Noah moved his grip to the back of Alex’s pants and as he climbed, Noah shifted his hold south.
“Feet on my shoulders,” Noah said, and held one ankle as the boy did as he was told. “Now grab your dad.”
“I can’t…” Will gasped.
“Wait.” Noah pushed himself up, straining agai
nst the weight on his shoulders and jammed his foot into another crack.
“Got him,” Will yelled, and Noah released the boy’s ankle.
When he heard the cheers on the clifftop, Noah sighed with relief.
Will’s face appeared again overhead. “You need to wait.”
Fuck that. Noah found a new place for his foot and tested the ledge. When he pressed all his weight onto it and it held, he groaned and shifted his hand from the place it was wedged. Inch by inch, with a dry mouth and churning stomach, Noah crawled up the crumbling chalk. Strong arms reached to haul him over the grassy lip onto the clifftop, and he let them take his weight. Noah rolled onto his back, closed his eyes and exhaled.
When he opened his eyes again, there was quite a crowd gathered. They applauded and Noah bristled.

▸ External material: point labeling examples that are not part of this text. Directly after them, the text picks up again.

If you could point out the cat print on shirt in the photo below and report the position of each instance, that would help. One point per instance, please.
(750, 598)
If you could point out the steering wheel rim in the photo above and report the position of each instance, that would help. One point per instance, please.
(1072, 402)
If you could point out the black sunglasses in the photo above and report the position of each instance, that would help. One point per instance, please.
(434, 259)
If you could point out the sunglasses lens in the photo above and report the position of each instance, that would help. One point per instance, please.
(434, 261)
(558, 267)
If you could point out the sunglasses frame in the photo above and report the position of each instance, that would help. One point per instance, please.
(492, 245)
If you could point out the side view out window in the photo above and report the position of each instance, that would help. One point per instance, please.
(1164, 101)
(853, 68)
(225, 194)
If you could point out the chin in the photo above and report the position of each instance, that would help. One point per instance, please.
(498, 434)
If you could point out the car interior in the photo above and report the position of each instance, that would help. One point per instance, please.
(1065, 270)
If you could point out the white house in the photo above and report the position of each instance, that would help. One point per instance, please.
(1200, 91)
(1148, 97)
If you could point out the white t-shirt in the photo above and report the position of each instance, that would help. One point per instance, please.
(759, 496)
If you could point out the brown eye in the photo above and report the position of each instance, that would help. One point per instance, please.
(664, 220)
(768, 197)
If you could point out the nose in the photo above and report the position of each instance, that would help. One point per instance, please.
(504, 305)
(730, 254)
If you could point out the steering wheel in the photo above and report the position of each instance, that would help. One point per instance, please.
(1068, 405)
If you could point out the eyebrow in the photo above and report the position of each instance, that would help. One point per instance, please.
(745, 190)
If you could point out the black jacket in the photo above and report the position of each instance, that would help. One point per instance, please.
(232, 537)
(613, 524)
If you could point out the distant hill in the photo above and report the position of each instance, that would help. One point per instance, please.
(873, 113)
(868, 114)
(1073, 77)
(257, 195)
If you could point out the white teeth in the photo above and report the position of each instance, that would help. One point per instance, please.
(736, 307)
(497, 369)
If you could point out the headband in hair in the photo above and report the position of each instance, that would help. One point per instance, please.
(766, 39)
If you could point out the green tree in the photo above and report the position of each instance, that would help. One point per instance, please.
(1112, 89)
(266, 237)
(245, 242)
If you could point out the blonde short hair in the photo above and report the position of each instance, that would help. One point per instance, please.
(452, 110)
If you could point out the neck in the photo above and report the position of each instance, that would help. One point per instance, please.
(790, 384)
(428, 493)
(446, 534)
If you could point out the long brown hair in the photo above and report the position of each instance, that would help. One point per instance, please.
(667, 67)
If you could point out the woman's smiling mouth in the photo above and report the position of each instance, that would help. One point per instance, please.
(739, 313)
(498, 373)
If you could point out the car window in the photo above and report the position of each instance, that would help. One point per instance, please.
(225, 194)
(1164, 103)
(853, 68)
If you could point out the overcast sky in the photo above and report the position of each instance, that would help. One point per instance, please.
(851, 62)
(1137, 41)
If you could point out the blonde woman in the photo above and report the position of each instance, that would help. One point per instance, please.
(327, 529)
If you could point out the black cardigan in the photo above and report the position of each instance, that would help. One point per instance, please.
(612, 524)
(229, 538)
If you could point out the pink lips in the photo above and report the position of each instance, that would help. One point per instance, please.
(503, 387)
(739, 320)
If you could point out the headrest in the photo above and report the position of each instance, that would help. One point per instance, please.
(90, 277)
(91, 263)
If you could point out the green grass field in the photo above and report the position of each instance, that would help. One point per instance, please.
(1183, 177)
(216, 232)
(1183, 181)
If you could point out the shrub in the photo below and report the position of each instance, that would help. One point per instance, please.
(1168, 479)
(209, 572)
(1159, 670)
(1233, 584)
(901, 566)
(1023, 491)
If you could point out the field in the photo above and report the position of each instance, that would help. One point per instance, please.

He stood and brushed himself down. Alex was in his mother’s arms and she was sobbing. When Will stepped forward and hugged Noah, he fought not to pull away.
“When I saw you both go over the edge, I thought…” Will shuddered. “Alex, come here.” The boy walked over, head down. “What do you have to say?”
“Please. Sorry. Thank you,” Alex mumbled.
Noah stuck his hands in his pockets. “Nothing to be sorry for. You tripped. It was an accident.” He didn’t want the kid haunted by what might have happened.
“Thank you,” Will said, and his wife came up behind him.
Noah nodded. He turned and made his way back to the car park.
“You’re bleeding. You ought to get that seen to,” Will shouted.
“I’m fine,” Noah called, and speeded up.
One thing this brush with death had made him realize. He didn’t want to die.
Chapter Six
Noah woke when the door of the flat slammed. He lifted his head to glance at the clock. Ten thirty. All his good intentions to make a fresh start by getting up early, to look for a job and go to the gym had, as usual, faded to mist during the night. It was easier to stay in bed and wank himself to oblivion. The bedroom door flew open and Noah dragged his hand off his cock.